Attachments (which org-level registry, secret, TLS bundle, config, etc. are usable inside the project) are not managed from the project YAML. Use the dedicated project:attach, project:detach, and project:attachments commands instead — see Commands Reference: Projects.
Project quotas (read-only display)
When you reis get an existing project, you'll also see a quotas: block showing the namespace quotas the platform has applied. These values are display-only — Reis silently ignores any edits you make under quotas: when you re-apply the file, so you can round-trip without manual cleanup.
kind: project
handle: my-project
name: My Project
regions: [falkenstein-1, virginia-1]
quotas: # read-only — set by the platform
request:
cpu: 1000m
memory: 1G
limit:
cpu: 2000m
memory: 2GRegistry fields
kind: registry
project: my-project
handle: ghcr
name: GitHub Registry
server: ghcr.io
username: myuser
password: ghp_xxxxxxxxxxxxRegistries hold the credentials used to pull private images. Reference one from a container via the top-level registry: <handle> field.
Secret fields
kind: secret
project: my-project
handle: db-password
name: Database Password
value: s3cret-value-hereSecrets are encrypted at rest and injected into containers as environment variables — see the HTTP container guide for the workload.secrets mapping shape.
Create-or-update semantics
reis apply -f looks up each resource by its handle:
- If the resource does not exist, it is created.
- If the resource already exists, it is updated with the values from the YAML file.
That makes reis apply idempotent — running it multiple times with the same file produces the same result.
Dry run
Validate a YAML file without making any changes:
reis apply -f infrastructure.yml --dry-runDry run does not require authentication. It parses the file, validates the structure, and shows what would be created or updated.
Exporting resources
Export any existing resource to YAML format:
# Export to stdout
reis export container web-api --project my-project
# Export to file
reis export container web-api --project my-project --file web-api.ymlThe exported YAML uses the same format that reis apply expects, so you can export, modify, and re-apply.
Tips
- Order matters in multi-document files. Define secrets and registries before the containers that reference them.

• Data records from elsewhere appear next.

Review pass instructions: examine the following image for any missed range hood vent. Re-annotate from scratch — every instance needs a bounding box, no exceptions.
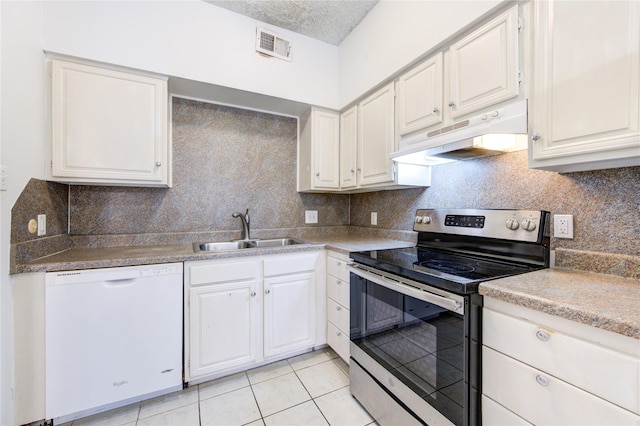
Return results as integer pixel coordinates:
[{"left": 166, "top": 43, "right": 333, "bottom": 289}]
[
  {"left": 256, "top": 28, "right": 291, "bottom": 62},
  {"left": 390, "top": 100, "right": 527, "bottom": 165}
]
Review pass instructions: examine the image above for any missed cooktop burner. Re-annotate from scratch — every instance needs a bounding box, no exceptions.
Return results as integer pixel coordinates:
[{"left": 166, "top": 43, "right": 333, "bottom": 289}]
[
  {"left": 351, "top": 209, "right": 549, "bottom": 294},
  {"left": 416, "top": 260, "right": 476, "bottom": 274}
]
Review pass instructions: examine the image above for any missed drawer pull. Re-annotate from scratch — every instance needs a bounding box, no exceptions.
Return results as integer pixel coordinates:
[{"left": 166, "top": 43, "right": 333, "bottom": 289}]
[
  {"left": 536, "top": 374, "right": 549, "bottom": 386},
  {"left": 536, "top": 330, "right": 549, "bottom": 342}
]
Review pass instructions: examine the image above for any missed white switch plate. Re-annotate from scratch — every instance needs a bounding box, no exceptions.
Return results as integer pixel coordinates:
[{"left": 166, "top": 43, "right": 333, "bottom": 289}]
[
  {"left": 304, "top": 210, "right": 318, "bottom": 223},
  {"left": 38, "top": 214, "right": 47, "bottom": 237},
  {"left": 553, "top": 214, "right": 573, "bottom": 239}
]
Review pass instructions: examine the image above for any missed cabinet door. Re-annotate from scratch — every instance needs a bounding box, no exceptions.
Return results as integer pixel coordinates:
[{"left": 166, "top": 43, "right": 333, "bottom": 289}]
[
  {"left": 358, "top": 83, "right": 395, "bottom": 186},
  {"left": 187, "top": 280, "right": 261, "bottom": 380},
  {"left": 529, "top": 1, "right": 640, "bottom": 172},
  {"left": 312, "top": 111, "right": 340, "bottom": 189},
  {"left": 264, "top": 273, "right": 316, "bottom": 358},
  {"left": 448, "top": 6, "right": 519, "bottom": 118},
  {"left": 396, "top": 52, "right": 443, "bottom": 136},
  {"left": 51, "top": 60, "right": 170, "bottom": 186},
  {"left": 340, "top": 106, "right": 358, "bottom": 189}
]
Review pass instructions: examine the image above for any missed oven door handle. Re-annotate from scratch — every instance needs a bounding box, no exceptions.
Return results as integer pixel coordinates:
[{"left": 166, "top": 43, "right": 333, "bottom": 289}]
[{"left": 347, "top": 263, "right": 464, "bottom": 315}]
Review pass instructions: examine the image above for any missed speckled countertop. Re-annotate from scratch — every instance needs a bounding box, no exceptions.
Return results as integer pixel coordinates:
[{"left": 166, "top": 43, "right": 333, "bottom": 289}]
[
  {"left": 479, "top": 269, "right": 640, "bottom": 339},
  {"left": 16, "top": 235, "right": 414, "bottom": 273}
]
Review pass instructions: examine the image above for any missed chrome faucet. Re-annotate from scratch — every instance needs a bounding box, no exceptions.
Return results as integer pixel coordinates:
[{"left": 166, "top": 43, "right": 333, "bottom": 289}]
[{"left": 231, "top": 209, "right": 251, "bottom": 241}]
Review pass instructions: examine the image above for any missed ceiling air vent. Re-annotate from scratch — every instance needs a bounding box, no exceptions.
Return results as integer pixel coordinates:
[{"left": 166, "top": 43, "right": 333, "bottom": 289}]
[{"left": 256, "top": 28, "right": 291, "bottom": 62}]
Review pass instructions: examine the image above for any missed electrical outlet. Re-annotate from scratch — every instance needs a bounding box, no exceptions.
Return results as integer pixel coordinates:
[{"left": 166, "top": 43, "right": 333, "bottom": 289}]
[
  {"left": 553, "top": 214, "right": 573, "bottom": 239},
  {"left": 38, "top": 214, "right": 47, "bottom": 237},
  {"left": 304, "top": 210, "right": 318, "bottom": 223},
  {"left": 0, "top": 164, "right": 7, "bottom": 191}
]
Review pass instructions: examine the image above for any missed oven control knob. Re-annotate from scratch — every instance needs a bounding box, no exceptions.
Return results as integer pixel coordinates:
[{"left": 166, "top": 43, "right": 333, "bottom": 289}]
[
  {"left": 521, "top": 219, "right": 536, "bottom": 231},
  {"left": 505, "top": 218, "right": 520, "bottom": 231}
]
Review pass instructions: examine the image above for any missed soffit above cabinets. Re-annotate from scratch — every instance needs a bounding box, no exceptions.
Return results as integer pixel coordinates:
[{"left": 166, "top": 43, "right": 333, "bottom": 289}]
[{"left": 205, "top": 0, "right": 378, "bottom": 46}]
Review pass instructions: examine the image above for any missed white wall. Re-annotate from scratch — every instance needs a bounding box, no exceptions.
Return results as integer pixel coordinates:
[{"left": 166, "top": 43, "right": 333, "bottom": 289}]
[
  {"left": 339, "top": 0, "right": 505, "bottom": 108},
  {"left": 43, "top": 0, "right": 338, "bottom": 108},
  {"left": 0, "top": 1, "right": 45, "bottom": 425}
]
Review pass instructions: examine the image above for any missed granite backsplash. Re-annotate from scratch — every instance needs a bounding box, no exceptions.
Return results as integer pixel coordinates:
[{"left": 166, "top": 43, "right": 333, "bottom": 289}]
[{"left": 11, "top": 98, "right": 640, "bottom": 278}]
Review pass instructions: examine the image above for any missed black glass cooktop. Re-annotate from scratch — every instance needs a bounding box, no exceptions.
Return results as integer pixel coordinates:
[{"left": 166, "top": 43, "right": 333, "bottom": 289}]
[{"left": 351, "top": 246, "right": 539, "bottom": 294}]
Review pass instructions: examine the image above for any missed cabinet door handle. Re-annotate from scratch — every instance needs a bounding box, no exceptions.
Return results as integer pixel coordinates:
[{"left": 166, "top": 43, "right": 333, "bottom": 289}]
[
  {"left": 536, "top": 374, "right": 549, "bottom": 386},
  {"left": 536, "top": 330, "right": 549, "bottom": 342}
]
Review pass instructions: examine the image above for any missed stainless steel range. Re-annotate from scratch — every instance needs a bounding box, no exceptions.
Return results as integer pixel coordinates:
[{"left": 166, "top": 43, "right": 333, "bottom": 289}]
[{"left": 349, "top": 209, "right": 549, "bottom": 426}]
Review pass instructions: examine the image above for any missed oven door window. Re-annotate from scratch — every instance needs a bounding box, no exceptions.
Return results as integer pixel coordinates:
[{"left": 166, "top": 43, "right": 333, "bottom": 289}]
[{"left": 350, "top": 275, "right": 466, "bottom": 425}]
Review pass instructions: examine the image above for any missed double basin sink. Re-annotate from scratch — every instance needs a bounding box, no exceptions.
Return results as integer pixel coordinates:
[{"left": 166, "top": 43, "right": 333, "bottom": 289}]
[{"left": 193, "top": 238, "right": 306, "bottom": 252}]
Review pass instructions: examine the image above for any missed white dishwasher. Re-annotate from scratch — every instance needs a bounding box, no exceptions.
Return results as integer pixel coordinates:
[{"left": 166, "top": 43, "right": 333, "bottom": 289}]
[{"left": 45, "top": 263, "right": 183, "bottom": 421}]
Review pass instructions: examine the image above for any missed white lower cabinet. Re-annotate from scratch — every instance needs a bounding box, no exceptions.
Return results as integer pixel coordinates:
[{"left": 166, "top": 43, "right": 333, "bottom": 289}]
[
  {"left": 186, "top": 260, "right": 262, "bottom": 377},
  {"left": 264, "top": 273, "right": 316, "bottom": 357},
  {"left": 327, "top": 251, "right": 351, "bottom": 363},
  {"left": 185, "top": 251, "right": 324, "bottom": 381},
  {"left": 482, "top": 298, "right": 640, "bottom": 426}
]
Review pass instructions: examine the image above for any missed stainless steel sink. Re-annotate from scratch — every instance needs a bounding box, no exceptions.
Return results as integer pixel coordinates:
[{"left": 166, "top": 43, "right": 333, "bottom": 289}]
[
  {"left": 193, "top": 238, "right": 305, "bottom": 252},
  {"left": 193, "top": 241, "right": 251, "bottom": 251},
  {"left": 249, "top": 238, "right": 305, "bottom": 247}
]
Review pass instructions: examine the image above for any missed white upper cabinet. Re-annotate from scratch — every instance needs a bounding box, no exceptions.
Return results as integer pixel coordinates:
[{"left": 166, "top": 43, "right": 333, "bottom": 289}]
[
  {"left": 358, "top": 83, "right": 395, "bottom": 186},
  {"left": 529, "top": 1, "right": 640, "bottom": 172},
  {"left": 396, "top": 52, "right": 443, "bottom": 135},
  {"left": 298, "top": 108, "right": 340, "bottom": 191},
  {"left": 47, "top": 59, "right": 171, "bottom": 187},
  {"left": 447, "top": 6, "right": 519, "bottom": 118},
  {"left": 396, "top": 5, "right": 522, "bottom": 141},
  {"left": 340, "top": 106, "right": 358, "bottom": 189}
]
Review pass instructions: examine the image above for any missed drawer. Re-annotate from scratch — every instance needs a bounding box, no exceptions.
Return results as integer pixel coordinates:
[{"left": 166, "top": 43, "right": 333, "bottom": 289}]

- Use handles, not UUIDs. Handles are immutable in Bahriya and are the primary identifier in YAML files.
- Environment variables can be specified as a YAML map (
KEY: value). Reis converts them to the API format automatically. - Commit your YAML files to version control for an audit trail of infrastructure changes.

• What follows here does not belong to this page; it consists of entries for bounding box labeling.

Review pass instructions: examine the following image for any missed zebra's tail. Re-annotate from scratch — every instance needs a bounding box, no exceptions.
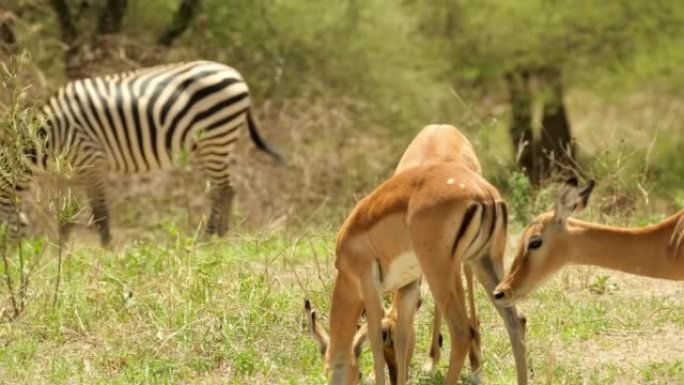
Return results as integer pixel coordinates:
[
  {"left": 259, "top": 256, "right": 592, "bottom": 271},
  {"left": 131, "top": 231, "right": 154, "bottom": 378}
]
[{"left": 247, "top": 109, "right": 285, "bottom": 163}]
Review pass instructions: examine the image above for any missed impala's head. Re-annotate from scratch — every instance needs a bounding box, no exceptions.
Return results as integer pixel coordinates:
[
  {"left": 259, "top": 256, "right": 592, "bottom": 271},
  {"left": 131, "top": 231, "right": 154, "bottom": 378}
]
[
  {"left": 493, "top": 178, "right": 594, "bottom": 304},
  {"left": 304, "top": 299, "right": 406, "bottom": 385}
]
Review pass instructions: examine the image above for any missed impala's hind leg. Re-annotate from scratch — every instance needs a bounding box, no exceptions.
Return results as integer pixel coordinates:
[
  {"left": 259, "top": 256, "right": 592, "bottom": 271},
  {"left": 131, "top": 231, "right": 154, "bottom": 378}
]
[
  {"left": 423, "top": 306, "right": 442, "bottom": 373},
  {"left": 463, "top": 263, "right": 482, "bottom": 384},
  {"left": 390, "top": 280, "right": 420, "bottom": 385}
]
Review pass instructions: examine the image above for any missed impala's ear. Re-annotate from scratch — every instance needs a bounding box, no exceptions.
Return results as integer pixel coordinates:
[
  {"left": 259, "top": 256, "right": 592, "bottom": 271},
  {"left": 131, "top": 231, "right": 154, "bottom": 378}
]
[
  {"left": 304, "top": 299, "right": 330, "bottom": 356},
  {"left": 554, "top": 177, "right": 595, "bottom": 223}
]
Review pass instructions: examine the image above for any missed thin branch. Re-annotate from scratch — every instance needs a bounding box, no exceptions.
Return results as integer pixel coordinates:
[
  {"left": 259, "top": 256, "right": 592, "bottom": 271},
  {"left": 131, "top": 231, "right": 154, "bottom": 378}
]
[
  {"left": 159, "top": 0, "right": 200, "bottom": 47},
  {"left": 97, "top": 0, "right": 128, "bottom": 35}
]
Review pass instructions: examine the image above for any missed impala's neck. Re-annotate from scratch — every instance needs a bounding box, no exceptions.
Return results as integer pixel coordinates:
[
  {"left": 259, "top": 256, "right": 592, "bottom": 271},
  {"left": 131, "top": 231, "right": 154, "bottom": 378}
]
[{"left": 568, "top": 218, "right": 684, "bottom": 280}]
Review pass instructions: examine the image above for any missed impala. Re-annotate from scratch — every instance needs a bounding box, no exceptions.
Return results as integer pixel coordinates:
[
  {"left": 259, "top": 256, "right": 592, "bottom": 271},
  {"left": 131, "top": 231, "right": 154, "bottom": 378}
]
[
  {"left": 494, "top": 178, "right": 684, "bottom": 304},
  {"left": 310, "top": 124, "right": 527, "bottom": 384},
  {"left": 305, "top": 124, "right": 492, "bottom": 385}
]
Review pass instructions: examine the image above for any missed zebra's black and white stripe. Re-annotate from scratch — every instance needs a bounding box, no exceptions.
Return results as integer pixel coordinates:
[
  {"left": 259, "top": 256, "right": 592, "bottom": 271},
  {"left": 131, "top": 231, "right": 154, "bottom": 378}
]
[{"left": 0, "top": 61, "right": 282, "bottom": 244}]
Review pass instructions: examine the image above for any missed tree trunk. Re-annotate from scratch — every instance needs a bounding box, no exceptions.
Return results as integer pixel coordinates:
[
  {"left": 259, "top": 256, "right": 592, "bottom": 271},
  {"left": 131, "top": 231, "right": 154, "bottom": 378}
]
[
  {"left": 538, "top": 67, "right": 575, "bottom": 176},
  {"left": 97, "top": 0, "right": 128, "bottom": 35},
  {"left": 506, "top": 69, "right": 541, "bottom": 186},
  {"left": 159, "top": 0, "right": 200, "bottom": 47},
  {"left": 50, "top": 0, "right": 78, "bottom": 78}
]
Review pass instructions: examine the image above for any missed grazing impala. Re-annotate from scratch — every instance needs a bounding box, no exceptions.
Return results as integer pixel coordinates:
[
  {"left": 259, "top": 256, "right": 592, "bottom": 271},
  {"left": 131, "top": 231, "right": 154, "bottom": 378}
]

- Use dry run to validate changes before applying them, especially in CI/CD pipelines.
YAML mode vs flag mode
| You're doing… | Reach for… |
|---|---|
| Managing a stack of related resources together | YAML mode |
| Onboarding a new project under version control | YAML mode |
| Restoring a previously exported config | YAML mode |
| A one-off deploy from your laptop | flag mode |
| A scripted CI job that builds the same container | flag mode |
| Quick edits to a field or two | flag mode |
Both modes produce identical results.